The Va. part included the cemetery with its rows of white crosses but also the older monuments to an officer of the Italian navy (yes) who died in 1922 as I recall and several of the French army, also WW1 vets. What I must be looking up but not yet is when Arlington became official as our military cemetery. That's to come.
Back to Pennsylvania, which in its SE corner is quite traversible. Last night to a small-animal auction at the Green Dragon market near Ephreta, where amish men and boys in straw hats, some of them black fedoras, others in usual straw, and a wide assortment of other citizens watched the chickens, doves, furry critters, etc. went to the highest bidder. We sat in the bleachers and were careful not to scratch nose during bidding, lest we end up holding some hamsters at a price low but not low enough to justify the purchase.
Mennonites and Brethren and even some apparent Yuppies there, women wearing lace beanies tied under chin, not bonneted like out and out Amish. Not Yuppies, who had their own uniforms but did not flaunt their circumstance. Some of these Mennonites, Brethren, etc. apparently use the birth control method recommended by our family doc for many years, the late, great Gregory White MD, namely breast feeding. Yes, I know you call people using that method parents, but so what? Much sobriety and serenity and indeed relaxation seen among all such folks I have seen on this trip.

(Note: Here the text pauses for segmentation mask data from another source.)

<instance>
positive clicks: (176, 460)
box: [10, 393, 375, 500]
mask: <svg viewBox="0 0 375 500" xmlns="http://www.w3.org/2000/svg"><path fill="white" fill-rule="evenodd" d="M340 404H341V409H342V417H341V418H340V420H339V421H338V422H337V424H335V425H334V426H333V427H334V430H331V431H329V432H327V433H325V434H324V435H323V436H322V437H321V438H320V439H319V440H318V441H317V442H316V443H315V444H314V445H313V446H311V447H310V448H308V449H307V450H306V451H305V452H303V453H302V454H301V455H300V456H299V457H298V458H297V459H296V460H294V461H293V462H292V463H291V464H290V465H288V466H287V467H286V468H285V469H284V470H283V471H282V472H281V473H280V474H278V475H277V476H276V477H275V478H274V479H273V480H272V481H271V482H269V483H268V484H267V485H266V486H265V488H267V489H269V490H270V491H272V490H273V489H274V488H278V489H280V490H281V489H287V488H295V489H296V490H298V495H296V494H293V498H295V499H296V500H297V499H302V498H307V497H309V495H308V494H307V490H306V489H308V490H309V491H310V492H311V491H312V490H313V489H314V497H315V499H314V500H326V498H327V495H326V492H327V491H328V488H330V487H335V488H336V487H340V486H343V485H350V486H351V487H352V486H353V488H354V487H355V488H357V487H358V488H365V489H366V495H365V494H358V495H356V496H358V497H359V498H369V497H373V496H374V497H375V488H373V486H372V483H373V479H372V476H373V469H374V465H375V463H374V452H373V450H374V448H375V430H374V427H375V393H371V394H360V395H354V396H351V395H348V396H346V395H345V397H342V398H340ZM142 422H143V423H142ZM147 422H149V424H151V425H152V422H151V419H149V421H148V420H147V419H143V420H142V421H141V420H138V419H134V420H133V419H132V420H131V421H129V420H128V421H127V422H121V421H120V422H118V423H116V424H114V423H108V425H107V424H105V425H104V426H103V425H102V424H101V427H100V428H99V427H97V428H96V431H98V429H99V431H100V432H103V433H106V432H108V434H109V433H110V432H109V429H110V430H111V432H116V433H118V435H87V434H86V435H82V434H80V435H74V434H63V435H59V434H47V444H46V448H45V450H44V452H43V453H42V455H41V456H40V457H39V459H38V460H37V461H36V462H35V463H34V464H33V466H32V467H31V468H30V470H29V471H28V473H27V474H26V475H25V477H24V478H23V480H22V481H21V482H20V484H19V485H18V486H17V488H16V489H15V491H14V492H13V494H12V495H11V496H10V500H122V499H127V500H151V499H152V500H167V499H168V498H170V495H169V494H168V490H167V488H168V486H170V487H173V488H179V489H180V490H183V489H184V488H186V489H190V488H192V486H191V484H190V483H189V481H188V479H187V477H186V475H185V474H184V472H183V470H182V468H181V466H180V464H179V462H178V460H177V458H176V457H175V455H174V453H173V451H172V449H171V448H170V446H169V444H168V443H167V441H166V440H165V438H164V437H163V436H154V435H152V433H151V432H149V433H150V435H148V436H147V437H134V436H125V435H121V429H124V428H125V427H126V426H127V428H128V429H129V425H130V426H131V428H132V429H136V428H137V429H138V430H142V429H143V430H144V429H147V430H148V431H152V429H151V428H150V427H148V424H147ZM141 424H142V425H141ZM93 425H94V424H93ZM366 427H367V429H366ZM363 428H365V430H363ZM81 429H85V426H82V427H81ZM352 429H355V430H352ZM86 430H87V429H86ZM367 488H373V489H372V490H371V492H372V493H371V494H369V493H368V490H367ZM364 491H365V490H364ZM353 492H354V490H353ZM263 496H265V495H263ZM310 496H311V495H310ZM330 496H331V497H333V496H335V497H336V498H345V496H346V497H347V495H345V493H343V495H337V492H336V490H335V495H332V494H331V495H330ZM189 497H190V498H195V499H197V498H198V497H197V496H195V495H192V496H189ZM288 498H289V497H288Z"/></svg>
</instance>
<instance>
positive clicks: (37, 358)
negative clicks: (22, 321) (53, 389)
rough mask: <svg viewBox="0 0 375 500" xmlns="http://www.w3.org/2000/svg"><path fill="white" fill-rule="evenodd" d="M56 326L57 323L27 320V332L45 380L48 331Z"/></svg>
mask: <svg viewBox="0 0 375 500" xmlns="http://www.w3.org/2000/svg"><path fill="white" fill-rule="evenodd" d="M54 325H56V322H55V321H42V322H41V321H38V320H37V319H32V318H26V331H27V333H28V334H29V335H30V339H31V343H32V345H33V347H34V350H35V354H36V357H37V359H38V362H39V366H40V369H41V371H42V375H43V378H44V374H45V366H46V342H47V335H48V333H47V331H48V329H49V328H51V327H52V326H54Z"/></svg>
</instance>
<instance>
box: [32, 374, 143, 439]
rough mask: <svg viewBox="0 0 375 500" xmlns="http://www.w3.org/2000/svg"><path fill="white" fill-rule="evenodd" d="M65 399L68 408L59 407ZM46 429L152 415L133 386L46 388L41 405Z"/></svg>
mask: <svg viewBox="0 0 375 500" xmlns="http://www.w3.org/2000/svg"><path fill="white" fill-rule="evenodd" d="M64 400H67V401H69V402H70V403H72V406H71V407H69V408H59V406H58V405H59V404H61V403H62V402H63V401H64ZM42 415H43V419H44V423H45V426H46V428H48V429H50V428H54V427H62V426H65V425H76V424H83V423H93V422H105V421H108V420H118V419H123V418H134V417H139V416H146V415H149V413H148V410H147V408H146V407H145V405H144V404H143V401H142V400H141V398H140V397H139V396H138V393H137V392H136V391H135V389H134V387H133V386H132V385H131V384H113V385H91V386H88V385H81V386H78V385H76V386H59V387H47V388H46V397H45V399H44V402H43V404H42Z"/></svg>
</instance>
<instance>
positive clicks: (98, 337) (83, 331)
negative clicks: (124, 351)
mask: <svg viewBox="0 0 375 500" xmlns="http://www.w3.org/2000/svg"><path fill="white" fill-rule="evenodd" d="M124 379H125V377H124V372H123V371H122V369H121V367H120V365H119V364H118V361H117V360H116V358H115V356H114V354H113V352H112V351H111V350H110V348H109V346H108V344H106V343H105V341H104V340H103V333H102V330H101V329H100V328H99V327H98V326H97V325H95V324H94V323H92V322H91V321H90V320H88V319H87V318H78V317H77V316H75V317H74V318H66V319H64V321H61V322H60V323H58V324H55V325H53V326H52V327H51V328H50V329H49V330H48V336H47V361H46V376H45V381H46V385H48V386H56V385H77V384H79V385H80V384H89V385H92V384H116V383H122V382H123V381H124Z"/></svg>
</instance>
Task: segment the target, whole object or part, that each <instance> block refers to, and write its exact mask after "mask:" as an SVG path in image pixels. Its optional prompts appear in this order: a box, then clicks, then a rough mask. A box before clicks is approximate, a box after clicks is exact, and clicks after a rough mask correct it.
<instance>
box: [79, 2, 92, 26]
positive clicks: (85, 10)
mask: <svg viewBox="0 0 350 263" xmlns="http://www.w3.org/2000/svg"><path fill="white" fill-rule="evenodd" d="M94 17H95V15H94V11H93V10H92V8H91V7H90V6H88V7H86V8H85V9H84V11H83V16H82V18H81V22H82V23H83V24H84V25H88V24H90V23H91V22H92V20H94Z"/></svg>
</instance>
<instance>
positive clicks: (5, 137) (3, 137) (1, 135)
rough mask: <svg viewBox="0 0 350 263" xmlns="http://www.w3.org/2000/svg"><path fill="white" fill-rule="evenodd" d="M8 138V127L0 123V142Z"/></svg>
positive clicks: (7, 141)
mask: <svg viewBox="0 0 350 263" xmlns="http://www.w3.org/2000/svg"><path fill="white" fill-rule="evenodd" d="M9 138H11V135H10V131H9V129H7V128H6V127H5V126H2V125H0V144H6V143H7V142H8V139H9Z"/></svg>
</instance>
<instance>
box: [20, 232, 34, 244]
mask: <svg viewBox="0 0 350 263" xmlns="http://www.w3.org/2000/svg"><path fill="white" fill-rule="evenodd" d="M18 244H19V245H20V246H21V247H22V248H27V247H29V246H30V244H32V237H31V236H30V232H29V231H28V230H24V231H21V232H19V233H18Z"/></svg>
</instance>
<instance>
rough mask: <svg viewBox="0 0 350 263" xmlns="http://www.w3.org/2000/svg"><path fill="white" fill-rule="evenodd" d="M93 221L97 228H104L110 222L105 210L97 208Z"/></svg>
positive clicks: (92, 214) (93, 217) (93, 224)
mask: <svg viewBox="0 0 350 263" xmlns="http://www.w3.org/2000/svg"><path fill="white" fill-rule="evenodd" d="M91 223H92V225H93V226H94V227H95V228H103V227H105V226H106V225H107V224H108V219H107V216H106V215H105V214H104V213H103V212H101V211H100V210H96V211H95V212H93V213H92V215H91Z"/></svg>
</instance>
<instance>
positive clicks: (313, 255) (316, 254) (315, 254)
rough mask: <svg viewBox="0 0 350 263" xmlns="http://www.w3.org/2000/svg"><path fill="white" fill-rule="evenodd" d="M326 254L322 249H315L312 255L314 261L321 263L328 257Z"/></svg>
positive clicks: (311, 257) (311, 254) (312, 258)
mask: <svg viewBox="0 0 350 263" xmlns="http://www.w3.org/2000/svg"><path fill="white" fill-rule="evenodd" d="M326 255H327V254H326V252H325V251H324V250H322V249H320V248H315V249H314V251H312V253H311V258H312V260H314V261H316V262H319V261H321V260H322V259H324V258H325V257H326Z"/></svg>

This Green Dragon market is Fridays only. There are at least three others in the general neighborhood, including Roots Market, near Manheim, to which vendors repair on their given days. We had root bear floats and (one of us) a hot dog at the round-stool winding counter where we might also have gotten a variety of hash house food. And all over the place, families with kids, stopping at dozens of various counters for food, flea market items, antiques, clothing, you name it. It closed down about nine-thirty, with families who run booths sitting in back of theirs sampling the ice cream or pina colada drink, for instance. Friday night out in the great American boonies.